While it’s no longer socially acceptable to tell women to go back to the kitchen, sometimes it feels like some people are trying to give us a hint. I’m looking at you, US 9th Circuit Court of Appeals judges, who have just made it legal for a woman to be paid less than her male counterpart for doing exactly the same job if she was paid less by her previous employer.

That’s right: it is legal to pay a woman a crap wage because her previous boss did the same. And so the process repeats itself, ad infinitum, until hopefully women get the message and just give the whole “work” thing up entirely.

This ruling seems to be predicated on the idea that wages are judged solely on a candidate’s skills, knowledge and experience. They are judged on a set of objective metrics and are free from all bias, goes the argument. While this is true for a few lucky sectors where jobs are banded, for the rest of us, negotiating your wage involves a prickly ongoing conversation with your boss, and sometimes your boss can be sexist.

First there’s agreeing on your wage when you take a job. We’ve all had that awkward chat in the final round of the interview process: your dream job is almost in sight, and your prospective boss asks about your salary expectations. You slowly utter the beginning of a number, and then, judging by their reaction, add on as much as you can to it. It never ceases to be nerve-wracking.

Then there are the negotiations – and this is where gender bias comes into play. According to one survey, only 16 per cent of women negotiate compensation when a job offer is made. Another study of graduating MBA students found that half of the men had negotiated their job offers as compared to only one eighth of the women.

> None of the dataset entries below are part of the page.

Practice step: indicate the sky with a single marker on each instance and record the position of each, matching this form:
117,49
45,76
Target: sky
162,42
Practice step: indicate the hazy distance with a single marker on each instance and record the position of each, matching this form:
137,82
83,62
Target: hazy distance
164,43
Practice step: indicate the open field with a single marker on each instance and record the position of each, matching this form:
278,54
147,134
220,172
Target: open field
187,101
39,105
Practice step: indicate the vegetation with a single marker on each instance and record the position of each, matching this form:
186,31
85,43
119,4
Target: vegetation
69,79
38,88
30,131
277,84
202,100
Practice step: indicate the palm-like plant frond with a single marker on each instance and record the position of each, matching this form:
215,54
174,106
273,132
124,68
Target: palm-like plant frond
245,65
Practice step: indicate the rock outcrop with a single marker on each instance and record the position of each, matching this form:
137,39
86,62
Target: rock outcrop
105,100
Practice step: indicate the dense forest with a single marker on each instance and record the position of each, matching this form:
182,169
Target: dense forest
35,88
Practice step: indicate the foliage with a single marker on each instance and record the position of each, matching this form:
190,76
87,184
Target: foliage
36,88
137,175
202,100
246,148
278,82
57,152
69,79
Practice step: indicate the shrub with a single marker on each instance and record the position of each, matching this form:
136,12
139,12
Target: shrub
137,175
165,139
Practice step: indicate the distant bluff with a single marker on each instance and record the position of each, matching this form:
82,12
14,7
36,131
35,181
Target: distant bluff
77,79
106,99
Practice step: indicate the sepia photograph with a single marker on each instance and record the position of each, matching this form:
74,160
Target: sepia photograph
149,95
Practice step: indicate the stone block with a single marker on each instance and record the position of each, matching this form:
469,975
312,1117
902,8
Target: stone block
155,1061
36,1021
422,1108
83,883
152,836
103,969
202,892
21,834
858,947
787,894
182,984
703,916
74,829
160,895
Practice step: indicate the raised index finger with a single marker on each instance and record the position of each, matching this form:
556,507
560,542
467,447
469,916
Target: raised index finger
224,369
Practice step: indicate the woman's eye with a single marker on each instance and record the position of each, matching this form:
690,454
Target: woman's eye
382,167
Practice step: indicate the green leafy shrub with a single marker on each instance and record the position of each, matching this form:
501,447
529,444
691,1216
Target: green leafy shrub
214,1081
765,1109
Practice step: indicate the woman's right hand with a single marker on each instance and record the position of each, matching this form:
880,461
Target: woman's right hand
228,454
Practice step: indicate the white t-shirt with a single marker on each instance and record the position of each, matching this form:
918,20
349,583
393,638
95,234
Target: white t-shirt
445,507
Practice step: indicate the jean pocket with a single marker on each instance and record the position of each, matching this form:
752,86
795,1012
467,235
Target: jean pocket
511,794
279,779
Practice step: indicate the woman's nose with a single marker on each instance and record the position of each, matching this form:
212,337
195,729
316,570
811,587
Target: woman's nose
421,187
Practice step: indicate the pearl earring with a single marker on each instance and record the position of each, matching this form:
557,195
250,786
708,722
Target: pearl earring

The reasons for this are diverse; one study suggests that women try to avoid negative interactions. They correctly intuit that they will be adversely perceived by the person they are negotiating with. In short, their bosses see them as pushy for asking for more money, and bosses are more likely to see that as a negative trait in women.

Another study points to women’s pessimism about their earning potential as a reason for them not asking for more money. Women either don’t believe they deserve more money or believe that asking for it won’t be worth the negative consequences.

Contrary to these claims, however, it’s been found that women do ask for pay rises just as much as men, but are less likely to receive them. The reasons for that are unclear, not least because no manager is going to say outright that they’re motivated by sexism. But it’s undeniable that senior management is more likely to be male, as women continue drop off the career ladder due to child-caring responsibilities. TUC chief Frances O'Grady has said: “I think it’s very hard for women individually to go after a pay rise because male bosses are more likely to tell women ‘no’. They find it easier to tell women ‘no’ than men – we have research which backs this up.”

It’s the existence of such unspoken biases that makes the 1982 ruling which made it illegal for employers to pay women lower salaries than men for doing the same work are so important. They provide women with an equal playing field. There’s comfort in knowing that at least when we begin a job, we start on an equal footing with our male counterparts. Now, women in California are being denied even that.